Holofcener admitted that she came to blows over casting a movie and was willing to let it die because “the studio and I couldn’t agree on anybody. I’d rather not make it. Then we finally agreed.”

Holofcener thanked producer Ted Hope for backing her early on with “Walking and Talking.” At the start “I worked harder than I had to to prove to everyone on the crew that knew what I was doing because I cared about that. Now I don’t do that at all.”

She loves writing for Keener, knowing that she’ll tell her if something is “dumb or corny, or stupid.” On set Keener looks at Holofcener in her eyeline “to help her access what I need from her. She’s crying on screen, I’m crying off screen. She’s accessing what I once felt.”

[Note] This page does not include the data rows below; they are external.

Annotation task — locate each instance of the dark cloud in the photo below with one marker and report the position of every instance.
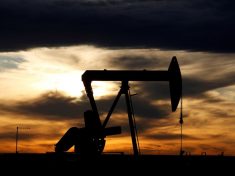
(169, 136)
(138, 62)
(8, 62)
(56, 106)
(51, 106)
(191, 25)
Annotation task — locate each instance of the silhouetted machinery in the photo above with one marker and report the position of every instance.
(90, 140)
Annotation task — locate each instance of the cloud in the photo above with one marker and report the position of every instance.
(169, 136)
(8, 62)
(50, 106)
(56, 106)
(189, 25)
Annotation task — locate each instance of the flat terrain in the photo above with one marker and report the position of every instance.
(117, 164)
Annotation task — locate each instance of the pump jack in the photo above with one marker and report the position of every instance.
(90, 139)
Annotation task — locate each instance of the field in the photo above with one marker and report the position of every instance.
(113, 164)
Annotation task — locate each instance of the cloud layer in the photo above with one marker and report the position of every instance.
(189, 25)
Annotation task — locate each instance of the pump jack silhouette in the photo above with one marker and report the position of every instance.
(90, 140)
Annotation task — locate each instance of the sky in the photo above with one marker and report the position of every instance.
(46, 46)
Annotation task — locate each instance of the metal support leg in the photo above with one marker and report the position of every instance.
(125, 88)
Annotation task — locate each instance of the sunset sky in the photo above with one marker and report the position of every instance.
(45, 47)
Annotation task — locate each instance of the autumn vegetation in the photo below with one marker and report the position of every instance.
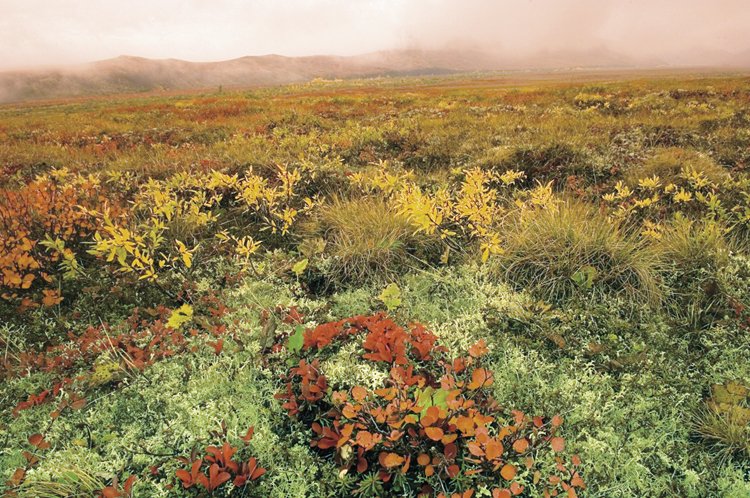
(450, 287)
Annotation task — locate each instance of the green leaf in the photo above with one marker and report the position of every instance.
(180, 316)
(300, 267)
(585, 277)
(430, 396)
(391, 297)
(296, 340)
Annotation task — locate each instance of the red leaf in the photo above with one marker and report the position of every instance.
(434, 433)
(557, 444)
(508, 472)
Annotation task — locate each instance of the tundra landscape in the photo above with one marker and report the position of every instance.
(419, 273)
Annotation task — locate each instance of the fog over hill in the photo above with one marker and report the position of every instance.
(129, 74)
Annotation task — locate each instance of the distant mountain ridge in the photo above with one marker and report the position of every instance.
(128, 74)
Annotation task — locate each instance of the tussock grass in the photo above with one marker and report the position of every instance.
(368, 241)
(726, 431)
(570, 249)
(694, 254)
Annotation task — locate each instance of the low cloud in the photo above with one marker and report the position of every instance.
(38, 32)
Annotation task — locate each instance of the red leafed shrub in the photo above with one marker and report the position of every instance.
(136, 344)
(433, 428)
(219, 466)
(45, 209)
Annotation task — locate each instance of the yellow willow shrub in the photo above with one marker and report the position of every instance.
(167, 214)
(43, 226)
(471, 210)
(654, 200)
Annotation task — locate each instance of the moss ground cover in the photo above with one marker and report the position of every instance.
(421, 287)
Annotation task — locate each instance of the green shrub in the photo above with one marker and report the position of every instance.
(571, 249)
(367, 240)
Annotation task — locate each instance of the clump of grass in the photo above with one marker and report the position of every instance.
(572, 249)
(694, 254)
(724, 421)
(368, 241)
(670, 162)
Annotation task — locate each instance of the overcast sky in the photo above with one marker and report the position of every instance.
(47, 32)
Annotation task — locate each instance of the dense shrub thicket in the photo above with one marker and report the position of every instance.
(175, 273)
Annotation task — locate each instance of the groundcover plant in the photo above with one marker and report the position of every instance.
(451, 287)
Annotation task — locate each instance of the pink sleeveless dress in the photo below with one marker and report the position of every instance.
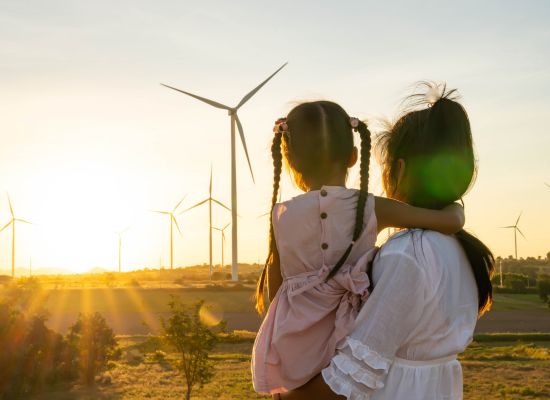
(308, 316)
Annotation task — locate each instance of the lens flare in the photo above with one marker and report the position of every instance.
(211, 314)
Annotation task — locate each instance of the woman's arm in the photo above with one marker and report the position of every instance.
(393, 213)
(274, 276)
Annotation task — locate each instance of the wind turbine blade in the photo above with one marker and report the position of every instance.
(210, 189)
(177, 205)
(176, 222)
(243, 140)
(518, 218)
(200, 203)
(255, 90)
(221, 204)
(5, 226)
(11, 208)
(203, 99)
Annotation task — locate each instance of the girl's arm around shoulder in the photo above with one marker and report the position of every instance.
(393, 213)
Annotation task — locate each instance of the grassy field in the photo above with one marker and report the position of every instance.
(137, 310)
(492, 370)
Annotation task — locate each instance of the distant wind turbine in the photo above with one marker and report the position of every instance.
(172, 222)
(222, 230)
(12, 223)
(120, 233)
(516, 229)
(232, 111)
(209, 199)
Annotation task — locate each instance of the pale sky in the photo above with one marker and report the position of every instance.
(92, 142)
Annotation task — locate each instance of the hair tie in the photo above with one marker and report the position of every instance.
(280, 126)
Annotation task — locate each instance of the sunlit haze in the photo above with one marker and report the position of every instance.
(92, 143)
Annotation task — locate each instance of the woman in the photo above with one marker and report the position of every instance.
(430, 288)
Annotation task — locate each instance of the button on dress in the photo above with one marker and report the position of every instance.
(309, 317)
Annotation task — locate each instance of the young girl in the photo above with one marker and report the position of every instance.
(321, 243)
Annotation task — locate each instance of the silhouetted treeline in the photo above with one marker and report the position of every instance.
(33, 357)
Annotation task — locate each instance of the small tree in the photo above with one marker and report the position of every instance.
(193, 340)
(94, 344)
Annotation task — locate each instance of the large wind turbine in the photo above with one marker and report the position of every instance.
(222, 230)
(209, 199)
(172, 222)
(12, 223)
(516, 230)
(232, 111)
(120, 233)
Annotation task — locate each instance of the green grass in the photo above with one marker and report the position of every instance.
(518, 302)
(492, 370)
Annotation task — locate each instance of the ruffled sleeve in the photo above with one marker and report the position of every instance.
(359, 367)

Dabis, the youngest of the group, worked as a staff writer on “The L Word.” She raised Sundance lab film “Amreeka”‘s micro-budget from various foundations as well as the Middle Eastern community. The film played the director’s fortnight at Cannes and won the FIPRESCI prize. “The second movie is a bitch,” said Dabis, who wasn’t expecting to go through the same trouble all over again raising financing. “I have to accept that it’s never going to be easy, it is what it is, and keep going.”